It is like eating an orange, trying to separate the seeds from the flesh and spit out the seeds only. There is truth, but also lies. Trust, but something bitter as well, something foul.

“Good.” Fingers in my thick black hair. Smoothing. Petting. “Sleep now.”

Click. Darkness now, a blanket settling over me, the noise machine soothing me with gently crashing waves on an imaginary shore. I let the sound of the waves take me away, like floating away on a tide.

Distantly, I hear the door open, close.

I am alone.

THREE

The light of dawn brings with it shame. I am weak. I was weak. The nightmares, they sap me of my strength. Turn me into this creature, this soft, vulnerable thing, all underbelly and no armor. Starved for oxygen, starved for light, hungry for touch to remind me that the dreams are only fiction, to remind me that I am safe, I turn to the only comfort I can find.

The ritual.

The words.

The history.

But in the light of day—showered and dressed, hair braided and twisted into a knot at the back of my head, makeup carefully applied, feet sheathed in expensive heels—garbed in my armor, I am not that mewling kitten, and I despise her. If I could get my claws into that version of myself, I would shred her without mercy, tear her to bits. Shake her until her teeth clack together, give her a taste of the verbal venom I use to keep errant rich boys in line. Tell her a lady does not show fear. A lady does not cry in front of anyone. A lady does not ever show weakness. Chin up, I’d say. Back straight. Find your dignity, put it on like a suit of armor.

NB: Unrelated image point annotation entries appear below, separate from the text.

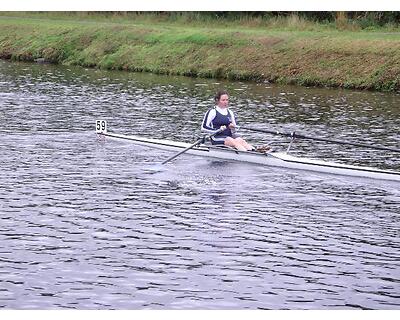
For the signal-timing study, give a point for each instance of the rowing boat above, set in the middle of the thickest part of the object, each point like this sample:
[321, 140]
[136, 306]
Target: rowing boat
[274, 159]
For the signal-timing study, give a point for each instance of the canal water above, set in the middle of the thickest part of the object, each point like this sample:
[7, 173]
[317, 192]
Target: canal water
[84, 225]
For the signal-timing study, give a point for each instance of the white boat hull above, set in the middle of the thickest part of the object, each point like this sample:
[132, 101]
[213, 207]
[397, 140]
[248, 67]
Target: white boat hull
[275, 159]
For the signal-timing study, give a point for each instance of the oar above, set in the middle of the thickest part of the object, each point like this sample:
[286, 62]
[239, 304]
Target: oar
[296, 135]
[192, 146]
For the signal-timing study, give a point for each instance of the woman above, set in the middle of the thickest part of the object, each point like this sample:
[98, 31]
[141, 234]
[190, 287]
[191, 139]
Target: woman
[221, 117]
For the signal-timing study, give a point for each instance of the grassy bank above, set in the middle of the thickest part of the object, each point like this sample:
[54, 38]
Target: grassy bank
[315, 55]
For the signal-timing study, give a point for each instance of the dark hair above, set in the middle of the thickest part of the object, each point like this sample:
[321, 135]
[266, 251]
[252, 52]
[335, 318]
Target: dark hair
[219, 94]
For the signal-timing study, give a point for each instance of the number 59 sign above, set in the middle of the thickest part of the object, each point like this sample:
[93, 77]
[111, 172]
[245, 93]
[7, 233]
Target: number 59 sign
[101, 126]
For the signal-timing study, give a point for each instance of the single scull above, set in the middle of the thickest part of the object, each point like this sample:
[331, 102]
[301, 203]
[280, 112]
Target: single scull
[275, 159]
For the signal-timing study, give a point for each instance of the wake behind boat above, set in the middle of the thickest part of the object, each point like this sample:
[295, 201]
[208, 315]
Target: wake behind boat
[274, 159]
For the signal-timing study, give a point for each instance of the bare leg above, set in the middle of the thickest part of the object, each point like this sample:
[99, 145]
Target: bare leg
[244, 144]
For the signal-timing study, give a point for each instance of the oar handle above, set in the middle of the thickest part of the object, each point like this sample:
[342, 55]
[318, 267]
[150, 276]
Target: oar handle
[192, 145]
[300, 136]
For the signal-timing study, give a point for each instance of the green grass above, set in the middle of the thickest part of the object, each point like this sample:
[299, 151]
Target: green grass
[313, 55]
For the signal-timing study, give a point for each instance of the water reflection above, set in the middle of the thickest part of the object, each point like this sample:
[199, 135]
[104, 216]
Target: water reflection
[85, 227]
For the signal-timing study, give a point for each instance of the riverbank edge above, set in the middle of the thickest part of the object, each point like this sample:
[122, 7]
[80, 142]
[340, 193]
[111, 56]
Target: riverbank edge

I do those things. Scour myself of emotion. Turn away from the mirror in my walk-in closet, away from the temptation to examine the scars on my belly, my arms, my shoulder, beneath the roots of my hair on the left side of my skull, midway up between the top of my ear and the crown of my head. There are no scars. No reminders of a lost past. No weakness, no nightmares, no need for comfort.

I am X.

It is just past five in the morning. I prepare a breakfast of free-range egg whites, hand-ground wheat toast with a thin scrim of organic butter. Slice open a grapefruit, cover half with plastic wrap and return it to the refrigerator, tap a few granules of Truvia onto each wedge of the grapefruit. Black tea, no sugar or milk. Organic vitamin supplements.

Later, between clients, I will spend an hour on the rowing machine, and then an hour doing yoga. Then there will be lunch: a salad of fresh, organically grown spinach, walnuts, dried cranberries, crumbles of bleu cheese, and a drizzle of vinaigrette, a bowl of fresh fruit sliced and mixed, a bottle of distilled, deionized water. Or, alternatively, a superfoods smoothie, green, bitter, and healthy.

An extra twenty minutes in the gym, I’d been told. Trim down, that meant. The diet and exercise instruction had come with the packet I received every morning, a large manila envelope slipped under the door, containing the dossiers on my clients for the day and the attendant contracts.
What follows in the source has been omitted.